I was interested to see how Forster would develop her premise of a woman discovering her lost mother some thirty years later, through the contents of a gaudy hat box. Catherine's mother, Susannah, died when she was just six months old. Her father remarried and Catherine had always rejected the idea of her birth mother, instead insisting that her stepmother, Charlotte, fulfilled that maternal role perfectly. Knowing she was dying, Susannah carefully chose, wrapped and boxed eleven items instructing that the box be given to Catherine. However, through various circumstances, Catherine didn't get the said box until after her father, stepmother and grandmother had died too. With a prickly aunt being the only person left who actually knew Susannah, Catherine is left unravelling the myth of her perfectly happy mother's perfect life single-handedly.

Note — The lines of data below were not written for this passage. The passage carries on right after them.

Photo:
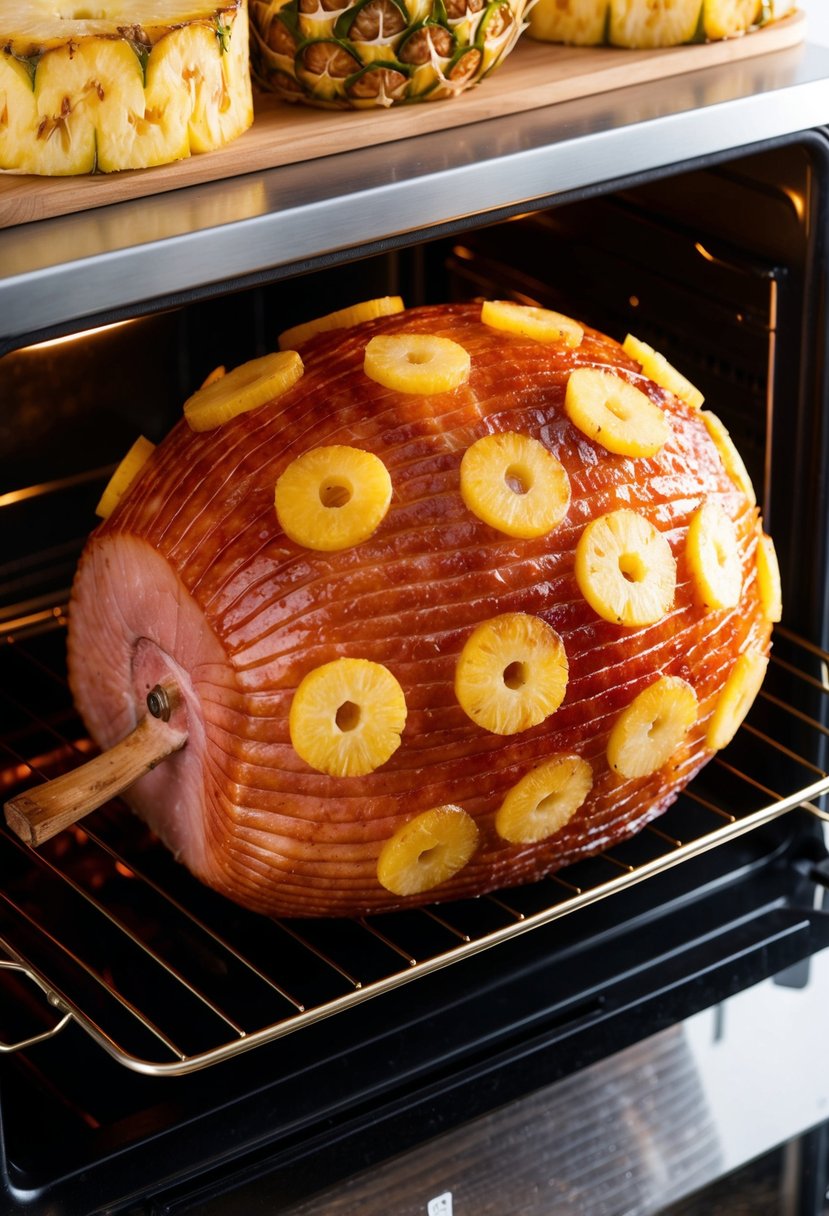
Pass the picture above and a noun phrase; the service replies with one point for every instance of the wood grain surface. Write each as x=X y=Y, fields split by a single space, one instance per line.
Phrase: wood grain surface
x=535 y=74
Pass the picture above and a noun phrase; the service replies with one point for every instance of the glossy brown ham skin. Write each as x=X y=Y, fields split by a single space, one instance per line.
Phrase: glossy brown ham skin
x=193 y=561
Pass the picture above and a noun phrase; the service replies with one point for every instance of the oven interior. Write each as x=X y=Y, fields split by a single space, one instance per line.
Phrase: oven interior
x=170 y=1058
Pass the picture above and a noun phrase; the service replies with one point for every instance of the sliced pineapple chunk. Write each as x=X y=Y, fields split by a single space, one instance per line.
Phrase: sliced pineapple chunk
x=543 y=800
x=728 y=455
x=416 y=362
x=615 y=414
x=347 y=718
x=512 y=673
x=343 y=319
x=246 y=388
x=515 y=484
x=658 y=369
x=737 y=697
x=625 y=569
x=714 y=557
x=540 y=324
x=428 y=850
x=332 y=497
x=124 y=476
x=649 y=731
x=768 y=579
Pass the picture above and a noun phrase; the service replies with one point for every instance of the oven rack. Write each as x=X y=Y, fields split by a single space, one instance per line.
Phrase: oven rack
x=169 y=978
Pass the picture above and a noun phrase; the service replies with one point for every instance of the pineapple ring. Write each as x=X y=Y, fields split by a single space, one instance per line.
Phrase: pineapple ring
x=347 y=718
x=343 y=319
x=512 y=673
x=543 y=800
x=737 y=697
x=728 y=455
x=649 y=731
x=515 y=484
x=428 y=850
x=246 y=388
x=625 y=569
x=714 y=557
x=416 y=362
x=124 y=476
x=332 y=497
x=768 y=579
x=658 y=369
x=540 y=324
x=615 y=414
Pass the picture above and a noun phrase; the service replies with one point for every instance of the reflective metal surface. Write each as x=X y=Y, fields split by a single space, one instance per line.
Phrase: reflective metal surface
x=56 y=272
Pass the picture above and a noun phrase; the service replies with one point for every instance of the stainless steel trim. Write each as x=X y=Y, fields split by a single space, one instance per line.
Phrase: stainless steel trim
x=58 y=271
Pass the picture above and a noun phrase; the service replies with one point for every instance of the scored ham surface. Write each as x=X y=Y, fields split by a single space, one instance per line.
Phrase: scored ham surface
x=192 y=578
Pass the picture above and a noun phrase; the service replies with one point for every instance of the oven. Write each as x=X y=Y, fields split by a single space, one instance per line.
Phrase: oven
x=641 y=1032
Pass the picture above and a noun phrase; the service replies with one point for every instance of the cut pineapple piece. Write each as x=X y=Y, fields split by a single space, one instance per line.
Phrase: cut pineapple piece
x=343 y=319
x=625 y=569
x=347 y=718
x=416 y=362
x=332 y=497
x=658 y=369
x=543 y=800
x=737 y=698
x=768 y=579
x=246 y=388
x=649 y=731
x=728 y=455
x=110 y=89
x=540 y=324
x=515 y=484
x=714 y=557
x=512 y=673
x=428 y=850
x=615 y=414
x=124 y=476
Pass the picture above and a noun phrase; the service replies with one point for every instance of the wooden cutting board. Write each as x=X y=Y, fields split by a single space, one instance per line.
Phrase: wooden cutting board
x=535 y=74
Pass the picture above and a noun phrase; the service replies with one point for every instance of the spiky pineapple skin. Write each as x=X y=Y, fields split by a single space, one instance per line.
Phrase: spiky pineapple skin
x=319 y=52
x=90 y=95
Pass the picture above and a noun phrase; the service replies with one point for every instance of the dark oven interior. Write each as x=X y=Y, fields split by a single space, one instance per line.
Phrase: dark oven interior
x=207 y=1043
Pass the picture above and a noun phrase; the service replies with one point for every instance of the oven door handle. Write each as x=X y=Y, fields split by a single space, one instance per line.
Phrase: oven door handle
x=54 y=1000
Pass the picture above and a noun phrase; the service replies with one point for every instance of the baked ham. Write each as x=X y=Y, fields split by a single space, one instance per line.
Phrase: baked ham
x=533 y=673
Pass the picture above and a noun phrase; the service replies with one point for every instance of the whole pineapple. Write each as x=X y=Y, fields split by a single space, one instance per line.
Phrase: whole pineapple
x=378 y=52
x=120 y=90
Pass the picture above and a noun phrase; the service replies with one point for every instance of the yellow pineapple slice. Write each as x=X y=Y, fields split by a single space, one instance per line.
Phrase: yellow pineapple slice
x=649 y=731
x=658 y=369
x=728 y=454
x=512 y=673
x=515 y=484
x=540 y=324
x=416 y=362
x=714 y=557
x=615 y=414
x=332 y=497
x=737 y=698
x=428 y=850
x=543 y=800
x=343 y=319
x=124 y=476
x=246 y=388
x=347 y=718
x=768 y=579
x=625 y=569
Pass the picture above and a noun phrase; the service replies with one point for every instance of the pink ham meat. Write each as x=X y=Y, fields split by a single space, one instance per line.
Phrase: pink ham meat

The Memory Box is an incredibly introspective and introverted novel which is quite unusual and I thoroughly enjoyed the book. Catherine examines her own life, seeing her choices differently in the light of what she learns about her biological mother. Forster uses her characters to develop a fascinating discussion of motherhood in its many forms and influences. Did Charlotte's constant presence mould the young Catherine to a greater extent than Susannah's genes? Is Catherine's rejection of close friendships and of motherhood for herself a result of her early abandonment?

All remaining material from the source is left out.